Cette œuvre est issue d’une époque lointaine où le Hard Rock vivait, sans conscience de cet avenir proche, ces derniers instants de quiétude avant que de nouvelles sensations ne viennent bouleverser un paysage serein jusqu’alors. Bientôt submerger par ces idées plus sombres et plus personnelles que jamais, cultivés en des mouvances toujours plus désespéré et extrêmes (Grunge, Black, Death…), l’optimisme ambiant de ce mouvement, engendré par
Deep Purple,
Black Sabbath,
AC/DC ou
Led Zeppelin entre-autres, puisant sa source dans le Rock et le Blues Rock, où le partage de sensations positives festives prédominait, allait bientôt vivre des heures pénibles. De ce bouleversement profond et brutal naquit de nombreuses sensations créatives nouvelles et enthousiasmantes. Cependant il condamna aussi, et malheureusement, nombre de formations à, d’abord, une indifférence pas toujours mérité, puis, ensuite, à un inexorable oubli, pour, enfin, achever cette douloureuse agonie artistique par, le plus fréquemment, la séparation, et donc la mort, définitive, du groupe. Ce chemin de croix fut celui de nombreux groupe de Hard Rock qui ne surent pas se remettre en question afin de proposer une musique plus moderne, plus visionnaire et moins directement passéiste, s’imprégnant de cette nouvelle donne.
Quoiqu’il en soit, avec ce You Bought It-You Name It,
Victory aura eut le discernement d’accentuer légèrement son visage le plus éclectique déjà, subrepticement, entrevu sur son précédent opus,
Temples Of Gold. Débutant sur un excellent Rebel Ready nerveux, morceau de Hard Rock véloce et tendu aux confins Heavy et aux accents US très prononcés, l’œuvre démarre sous les meilleurs auspices. Dans ce souci de vision plus nuancé il nous offre ensuite deux titres assez atypiques. Un premier, Rock-O-Matik, où, un certain groove environnant souligné par ces cuivres et par ces refrains superbes confrontés à ces riffs et à cette voix, univers éminemment caractéristique du Hard, nous propose un mélange séduisant. Et un second, A Time Go Passing By, où le feeling groovy est plus soutenu encore. Dès l’entame de cet excellent morceau, basse et claquements de doigts donne le tempo, à un superbe Fernando Garcia dont, exceptionnellement, la voix se fait plus chaleureuse, moins aigus et plus charmeuse dans cette introduction. Véritable réussite inspiré ce titre clôt un premier triptyque de toute beauté.

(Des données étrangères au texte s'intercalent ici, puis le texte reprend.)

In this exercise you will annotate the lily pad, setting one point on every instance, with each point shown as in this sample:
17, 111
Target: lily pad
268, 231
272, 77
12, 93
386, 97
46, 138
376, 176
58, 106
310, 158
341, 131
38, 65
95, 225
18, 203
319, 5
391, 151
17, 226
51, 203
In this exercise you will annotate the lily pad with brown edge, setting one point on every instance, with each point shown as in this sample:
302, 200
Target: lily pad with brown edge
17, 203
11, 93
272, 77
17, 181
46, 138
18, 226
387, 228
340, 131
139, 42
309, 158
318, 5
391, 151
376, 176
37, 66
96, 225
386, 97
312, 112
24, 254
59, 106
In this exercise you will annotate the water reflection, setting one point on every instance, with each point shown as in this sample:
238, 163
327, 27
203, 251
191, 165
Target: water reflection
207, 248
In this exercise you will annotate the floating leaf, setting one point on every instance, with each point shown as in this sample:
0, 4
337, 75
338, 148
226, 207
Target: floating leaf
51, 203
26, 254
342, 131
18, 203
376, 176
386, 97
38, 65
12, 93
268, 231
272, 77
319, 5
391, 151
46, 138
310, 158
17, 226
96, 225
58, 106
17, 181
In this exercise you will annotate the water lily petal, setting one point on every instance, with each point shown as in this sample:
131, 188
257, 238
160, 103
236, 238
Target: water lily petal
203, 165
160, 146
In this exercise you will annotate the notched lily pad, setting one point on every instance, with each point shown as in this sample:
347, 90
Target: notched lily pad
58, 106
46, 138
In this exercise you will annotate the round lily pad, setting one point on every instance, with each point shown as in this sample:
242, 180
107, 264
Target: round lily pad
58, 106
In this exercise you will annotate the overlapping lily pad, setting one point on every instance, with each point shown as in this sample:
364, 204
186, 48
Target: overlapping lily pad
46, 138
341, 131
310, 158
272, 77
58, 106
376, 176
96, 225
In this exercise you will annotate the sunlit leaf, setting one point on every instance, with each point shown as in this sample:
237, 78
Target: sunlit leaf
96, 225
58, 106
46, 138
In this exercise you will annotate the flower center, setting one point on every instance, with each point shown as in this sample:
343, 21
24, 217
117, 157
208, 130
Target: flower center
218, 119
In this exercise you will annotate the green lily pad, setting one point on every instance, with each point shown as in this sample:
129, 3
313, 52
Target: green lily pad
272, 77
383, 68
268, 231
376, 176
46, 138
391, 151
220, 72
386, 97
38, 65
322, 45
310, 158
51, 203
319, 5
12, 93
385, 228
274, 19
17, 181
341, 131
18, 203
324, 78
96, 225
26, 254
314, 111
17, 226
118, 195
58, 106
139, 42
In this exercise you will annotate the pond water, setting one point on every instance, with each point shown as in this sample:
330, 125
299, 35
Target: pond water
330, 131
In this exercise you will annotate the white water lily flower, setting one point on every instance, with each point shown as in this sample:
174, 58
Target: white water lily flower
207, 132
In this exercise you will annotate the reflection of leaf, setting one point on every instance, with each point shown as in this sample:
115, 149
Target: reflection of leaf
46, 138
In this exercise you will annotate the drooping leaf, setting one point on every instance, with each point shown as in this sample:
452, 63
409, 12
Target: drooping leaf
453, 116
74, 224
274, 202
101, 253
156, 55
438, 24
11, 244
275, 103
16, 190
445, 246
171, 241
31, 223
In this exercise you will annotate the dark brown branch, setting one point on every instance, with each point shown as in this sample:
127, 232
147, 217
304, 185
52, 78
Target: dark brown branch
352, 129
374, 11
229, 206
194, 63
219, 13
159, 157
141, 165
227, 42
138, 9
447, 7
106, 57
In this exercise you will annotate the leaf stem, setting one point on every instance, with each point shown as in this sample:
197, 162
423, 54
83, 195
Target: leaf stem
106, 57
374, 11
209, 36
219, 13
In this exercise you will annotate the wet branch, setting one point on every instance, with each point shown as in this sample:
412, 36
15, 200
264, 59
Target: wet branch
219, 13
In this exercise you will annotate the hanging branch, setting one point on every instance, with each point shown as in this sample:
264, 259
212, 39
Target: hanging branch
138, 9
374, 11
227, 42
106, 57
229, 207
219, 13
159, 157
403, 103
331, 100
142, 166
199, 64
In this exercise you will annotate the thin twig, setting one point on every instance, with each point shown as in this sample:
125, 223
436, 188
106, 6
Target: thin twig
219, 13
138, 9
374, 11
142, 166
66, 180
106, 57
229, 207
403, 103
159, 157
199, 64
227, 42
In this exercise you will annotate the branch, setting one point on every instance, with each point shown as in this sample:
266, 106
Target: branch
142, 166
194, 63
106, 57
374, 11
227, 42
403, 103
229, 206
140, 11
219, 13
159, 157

Si par la suite le propos semble parfois plus classiquement Hard Rock US, tels que sur
Under the Sun, la jolie ballade Man on the Run ou encore Shotgun Wedding, l’œuvre possède, tout de même, encore quelques atouts. Ainsi le très bons No Way Tonight, certes, un peu caricaturale aux frontières d’un Hard-FM, mais dont l’exaltation joyeuse demeure, selon moi, indéniablement communicative. Mais aussi un God Of Sound sombre dont la tension est palpable. Ou encore un Fool et son Hard Rock aux passages énergiques à la double-grosse caisse. Pourtant ces différents titres, bien que bons, hormis, encore une fois, No Way Tonight, et en y ajoutant la superbe trilogie des trois premiers de ce You Bought It-You Name It, ne sont pas de nature suffisantes à faire de cette très bonne œuvre, une excellente.
Cet album est, au final, un très bon album de Hard Rock US aux influences, parfois, furtivement, inhabituels. Pourtant cet opus aurait, sans doute, mérité quelques titres plus forts et plus abouties, mais surtout de sortir dans une période moins trouble. L’histoire, même culturel, suit son cours et condamne, parfois, injustement certaines œuvres à l’indifférence, à l’oubli, mais, heureusement, jamais véritablement à la mort.